Reputation: 613
I’m using Python 3.6 and Fabric 2.4. I’m using Fabric to SSH into a server and run some commands. I need to set an environment variable for the commands being run on the remote server. The documentation indicates that something like this should work:
from fabric import task
@task(hosts=["servername"])
def do_things(c):
c.run("command_to_execute", env={"KEY": "VALUE"})

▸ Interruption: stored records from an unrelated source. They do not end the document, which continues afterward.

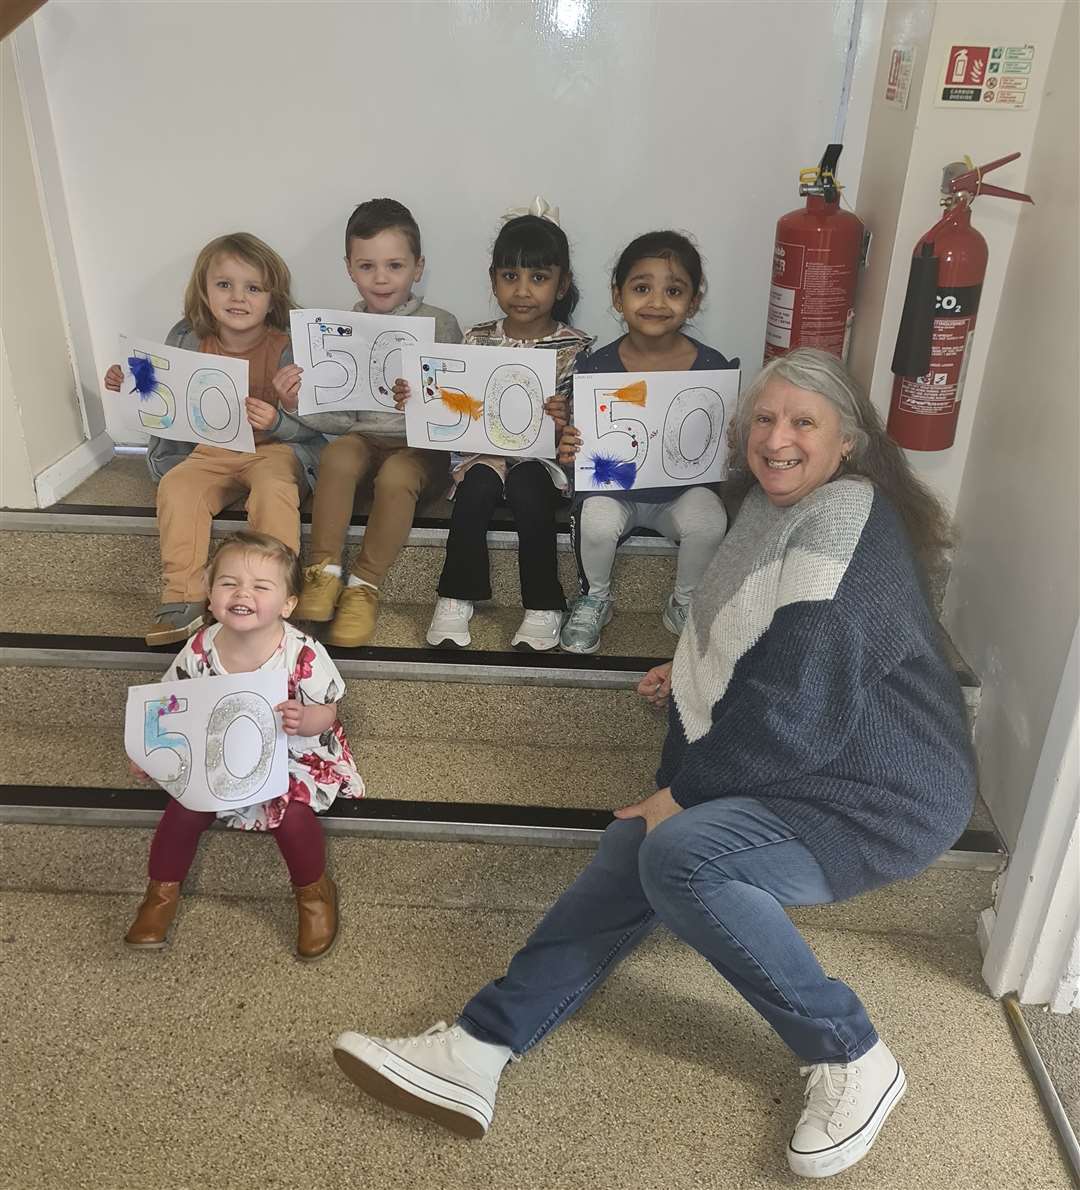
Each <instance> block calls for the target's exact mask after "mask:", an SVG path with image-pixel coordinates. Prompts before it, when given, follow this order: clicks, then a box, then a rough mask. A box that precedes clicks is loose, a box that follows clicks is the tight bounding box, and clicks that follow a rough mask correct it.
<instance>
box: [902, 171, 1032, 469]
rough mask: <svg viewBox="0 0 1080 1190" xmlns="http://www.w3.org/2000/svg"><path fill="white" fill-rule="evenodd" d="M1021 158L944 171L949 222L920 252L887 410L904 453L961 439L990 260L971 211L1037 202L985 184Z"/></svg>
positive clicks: (941, 449)
mask: <svg viewBox="0 0 1080 1190" xmlns="http://www.w3.org/2000/svg"><path fill="white" fill-rule="evenodd" d="M1017 157H1019V154H1018V152H1013V154H1010V155H1009V156H1007V157H999V158H998V159H997V161H992V162H991V163H990V164H988V165H980V167H979V168H974V167H973V165H972V163H971V159H968V161H963V162H953V163H952V164H950V165H946V168H944V174H943V175H942V180H941V193H942V200H941V205H942V206H943V207H944V208H946V213H944V217H943V218H942V219H941V220H940V221H938V223H936V224H935V225H934V226H933V227H931V228H930V230H929V231H928V232H927V234H925V236H923V238H922V239H921V240H919V242H918V243H917V244H916V245H915V255H913V256H912V259H911V274H910V276H909V278H908V293H906V295H905V297H904V313H903V314H902V315H900V330H899V332H898V334H897V345H896V351H894V353H893V357H892V371H893V372H894V374H896V380H894V381H893V384H892V403H891V405H890V407H889V434H890V437H891V438H892V440H893V441H896V443H897V444H898V445H900V446H904V447H905V449H906V450H925V451H931V450H948V447H949V446H952V445H953V440H954V438H955V437H956V419H957V418H959V417H960V397H961V396H962V394H963V381H965V377H966V375H967V364H968V359H969V358H971V347H972V340H973V338H974V333H975V315H977V314H978V312H979V296H980V294H981V293H982V278H984V277H985V276H986V261H987V257H988V252H987V249H986V240H985V239H984V238H982V236H980V234H979V232H978V231H975V228H974V227H972V211H971V207H972V202H973V201H974V199H977V198H978V196H979V195H980V194H993V195H996V196H997V198H999V199H1016V200H1017V201H1019V202H1034V199H1032V198H1031V196H1030V195H1029V194H1021V193H1019V192H1018V190H1005V189H1001V188H1000V187H998V186H987V184H986V183H985V182H984V181H982V175H984V174H988V173H990V171H991V170H992V169H997V168H998V167H999V165H1005V164H1006V163H1007V162H1010V161H1016V158H1017Z"/></svg>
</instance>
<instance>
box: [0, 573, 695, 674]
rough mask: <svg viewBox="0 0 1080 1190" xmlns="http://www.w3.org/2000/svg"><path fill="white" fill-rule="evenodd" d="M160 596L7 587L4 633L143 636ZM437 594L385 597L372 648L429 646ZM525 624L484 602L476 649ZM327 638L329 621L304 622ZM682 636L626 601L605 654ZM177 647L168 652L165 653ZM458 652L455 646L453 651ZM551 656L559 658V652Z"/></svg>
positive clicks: (673, 644)
mask: <svg viewBox="0 0 1080 1190" xmlns="http://www.w3.org/2000/svg"><path fill="white" fill-rule="evenodd" d="M157 603H158V595H157V594H150V593H147V591H113V590H82V589H73V590H57V589H56V588H55V587H54V588H39V587H27V588H20V589H14V588H8V589H4V588H0V633H32V634H46V633H55V632H59V631H62V632H63V633H64V634H67V635H77V637H109V638H117V644H118V645H120V644H121V643H124V641H137V640H138V639H139V638H140V637H142V634H143V631H144V630H145V628H146V627H149V625H150V624H151V622H152V621H153V612H155V608H156V607H157ZM433 608H434V599H433V600H432V601H431V602H428V603H406V602H384V603H383V605H382V607H381V608H379V615H378V622H377V626H376V632H375V637H373V638H372V640H371V645H372V646H377V647H389V649H427V647H428V645H427V639H426V634H427V627H428V624H429V621H431V616H432V610H433ZM520 622H521V607H520V605H519V606H517V607H504V606H500V605H497V603H481V605H478V606H477V609H476V614H475V615H473V618H472V622H471V626H470V632H471V634H472V645H471V650H472V651H479V652H504V651H507V650H508V649H509V647H510V639H511V638H513V635H514V633H515V632H516V630H517V626H519V624H520ZM304 627H306V630H307V631H310V632H313V634H314V635H316V637H320V635H321V634H322V633H324V632H325V626H324V625H312V624H307V625H304ZM674 646H676V638H674V637H673V635H672V634H671V633H670V632H668V631H667V630H666V628H665V627H664V625H663V622H661V619H660V615H659V613H658V612H657V610H649V612H638V610H633V609H626V608H622V607H620V608H619V609H617V610H616V614H615V618H614V619H613V621H611V624H610V625H609V626H608V627H607V628H605V630H604V632H603V637H602V638H601V649H599V656H615V657H626V656H635V657H658V658H665V659H670V658H671V656H672V655H673V653H674ZM178 647H180V646H178V645H175V646H171V647H169V649H167V650H162V651H161V656H162V658H163V665H162V668H163V669H164V658H165V656H167V655H170V653H172V652H176V651H177V650H178ZM448 652H450V653H451V655H453V653H454V652H456V650H450V651H448ZM551 656H553V657H554V656H559V655H558V653H555V652H552V653H551Z"/></svg>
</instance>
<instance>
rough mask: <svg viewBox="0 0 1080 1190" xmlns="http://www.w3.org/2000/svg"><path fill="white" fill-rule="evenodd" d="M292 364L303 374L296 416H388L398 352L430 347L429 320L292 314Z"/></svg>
mask: <svg viewBox="0 0 1080 1190" xmlns="http://www.w3.org/2000/svg"><path fill="white" fill-rule="evenodd" d="M290 321H291V328H293V361H294V362H295V363H296V364H299V365H300V367H301V368H302V369H303V376H302V378H301V383H300V406H299V408H297V412H299V413H301V414H303V413H331V412H334V411H335V409H381V411H382V412H383V413H393V412H394V395H393V389H394V381H396V380H397V378H398V377H400V376H403V375H404V372H403V371H402V368H401V349H402V347H403V346H406V345H408V344H420V345H422V346H423V345H428V344H433V343H434V342H435V320H434V319H433V318H410V317H403V315H401V314H358V313H356V312H353V311H343V309H294V311H293V312H291V315H290Z"/></svg>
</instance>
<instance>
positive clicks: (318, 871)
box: [150, 797, 326, 885]
mask: <svg viewBox="0 0 1080 1190" xmlns="http://www.w3.org/2000/svg"><path fill="white" fill-rule="evenodd" d="M215 818H216V815H215V814H214V813H213V812H212V810H206V812H203V810H189V809H188V808H187V807H184V806H181V804H180V802H177V801H176V800H175V798H172V797H170V798H169V804H168V806H167V807H165V813H164V814H163V815H162V819H161V821H159V822H158V825H157V831H155V832H153V841H152V843H151V844H150V879H152V881H182V879H183V878H184V877H186V876H187V875H188V869H189V868H190V866H191V860H193V859H194V858H195V851H196V850H197V847H199V840H200V838H201V837H202V832H203V831H205V829H206V828H207V827H208V826H209V825H211V823H212V822H213V821H214V819H215ZM270 834H272V835H274V839H275V841H276V843H277V847H278V850H280V851H281V854H282V859H284V862H285V866H287V868H288V869H289V879H291V882H293V883H294V884H297V885H303V884H314V883H315V881H318V879H319V877H320V876H321V875H322V872H324V871H325V869H326V848H325V845H324V839H322V827H321V826H320V823H319V819H318V818H315V812H314V810H313V809H312V807H310V806H306V804H304V803H303V802H295V801H294V802H289V804H288V807H287V809H285V814H284V818H283V819H282V821H281V826H278V827H277V828H276V829H274V831H271V832H270Z"/></svg>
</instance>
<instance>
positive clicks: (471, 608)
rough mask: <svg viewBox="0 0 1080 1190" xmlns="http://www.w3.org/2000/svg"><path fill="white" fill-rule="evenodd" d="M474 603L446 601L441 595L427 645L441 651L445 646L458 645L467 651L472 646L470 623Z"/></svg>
mask: <svg viewBox="0 0 1080 1190" xmlns="http://www.w3.org/2000/svg"><path fill="white" fill-rule="evenodd" d="M472 612H473V607H472V602H471V601H470V600H467V599H446V597H445V596H442V595H440V596H439V601H438V603H435V614H434V615H433V616H432V622H431V625H429V626H428V630H427V643H428V644H429V645H434V647H435V649H439V647H440V646H444V645H457V646H458V649H465V647H466V646H467V645H470V644H472V637H471V635H470V634H469V621H470V620H471V619H472Z"/></svg>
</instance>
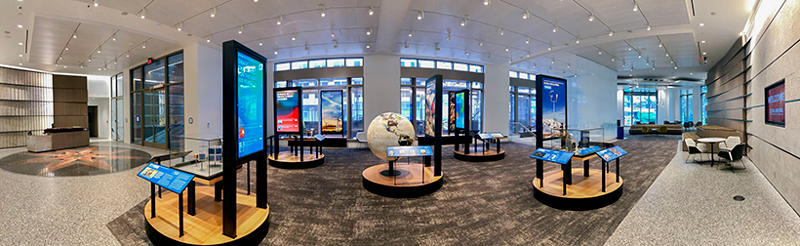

But that doesn’t work. Something like this should also be possible:
from fabric import task
@task(hosts=["servername"])
def do_things(c):
c.config.run.env = {"KEY": "VALUE"}
c.run("command_to_execute")
But that doesn’t work either. I feel like I’m missing something. Can anyone help?
Upvotes: 5
Views: 5710
Reputation: 1322
I was able to do it by setting inline_ssh_env=True
, and then explicitly setting the env variable, ex:
with Connection(host=hostname, user=username, inline_ssh_env=True) as c:
c.config.run.env = {"MY_VAR": "this worked"}
c.run('echo $MY_VAR')
Upvotes: 4
Reputation: 1141
When creating the Connection
object, try adding inline_ssh_env=True
.
Quoting the documentation:
Whether to send environment variables “inline” as prefixes in front of command strings (
export VARNAME=value && mycommand here
), instead of trying to submit them through the SSH protocol itself (which is the default behavior). This is necessary if the remote server has a restrictedAcceptEnv
setting (which is the common default).
Upvotes: 1
Reputation: 5621
You can try that:
@task
def qa(ctx):
ctx.config.run.env['counter'] = 22
ctx.config.run.env['conn'] = Connection('qa_host')
@task
def sign(ctx):
print(ctx.config.run.env['counter'])
conn = ctx.config.run.env['conn']
conn.run('touch mike_was_here.txt')
And run:
fab2 qa sign
Upvotes: 1
Reputation: 1060
As stated on the site of Fabric:
The root cause of this is typically because the SSH server runs non-interactive commands via a very limited shell call: /path/to/shell -c "command" (for example, OpenSSH). Most shells, when run this way, are not considered to be either interactive or login shells; and this then impacts which startup files get loaded.
You read more on this page link
So what you try to do won't work, and the solution is to pass the environment variable you want to set explicitly:
from fabric import task
@task(hosts=["servername"])
def do_things(c):
c.config.run.env = {"KEY": "VALUE"}
c.run('echo export %s >> ~/.bashrc ' % 'ENV_VAR=VALUE' )
c.run('source ~/.bashrc' )
c.run('echo $ENV_VAR') # to verify if it's set or not!
c.run("command_to_execute")
Upvotes: 2
Reputation: 472
According to that part of the official doc, the connect_kwargs
attribute of the Connection
object is intended to replace the env
dict. I use it, and it works as expected.